Morning Jay: The "Yes...But" Republican Field
6:00 AM, Mar 9, 2011 • By JAY COST
Reagan had to battle Bush for some time thereafter, but this was a real turning point in the race: where Reagan shook off the tag that he was too old, too tired, and too complacent to be the nominee.
This is what each of the candidates for 2012 will be chasing over the next few months. It doesn't have to be as dramatic a moment as the Nashua debate, of course. Even so, all of them will be looking to overcome their perceived limitations, to prove that in practice they are mostly upside with very little downside.
The modern nomination system is an asburdly inefficient process. It goes on way too long. It costs far too much. It sets party allies against each other in open and often uncivil conflict. But it does have the advantage of thoroughly vetting the prospectives. Each of these candidates will have a chance to deal with their theoretical downsides.
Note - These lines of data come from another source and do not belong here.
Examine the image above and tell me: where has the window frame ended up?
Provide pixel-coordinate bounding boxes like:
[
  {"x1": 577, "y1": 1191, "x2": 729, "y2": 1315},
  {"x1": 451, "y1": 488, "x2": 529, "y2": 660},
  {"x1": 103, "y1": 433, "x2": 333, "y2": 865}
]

Huntsman will have a shot to disavow Obama. Pawlenty will have a chance to generate some buzz. Romney will have a chance to answer for Romneycare. And so on. That's one thing that the seemingly interminable primary campaign is good for.
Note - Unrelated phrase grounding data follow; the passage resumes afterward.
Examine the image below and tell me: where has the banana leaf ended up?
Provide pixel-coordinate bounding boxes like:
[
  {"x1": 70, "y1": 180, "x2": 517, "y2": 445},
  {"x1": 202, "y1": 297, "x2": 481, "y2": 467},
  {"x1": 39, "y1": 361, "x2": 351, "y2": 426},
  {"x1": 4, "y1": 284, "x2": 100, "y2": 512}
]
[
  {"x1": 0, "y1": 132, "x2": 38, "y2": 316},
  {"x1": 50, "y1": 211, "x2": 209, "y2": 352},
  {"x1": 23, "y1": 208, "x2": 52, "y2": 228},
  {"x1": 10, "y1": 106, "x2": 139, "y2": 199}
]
Final point. There is a chance that none of these candidates can rise above their theoretical weaknesses, that fears about all of these candidates come true. It has happened before. But it's just too early to start betting whether that's going to happen this time around. We have to see these candidates on the stump for at least a little bit before we start presuming that none of them are up to snuff. And, to cultivate that patience, we should remember that old 1980 GOP debate in Nashua, which should remind us that Reagan wasn't really Reagan until after he had won.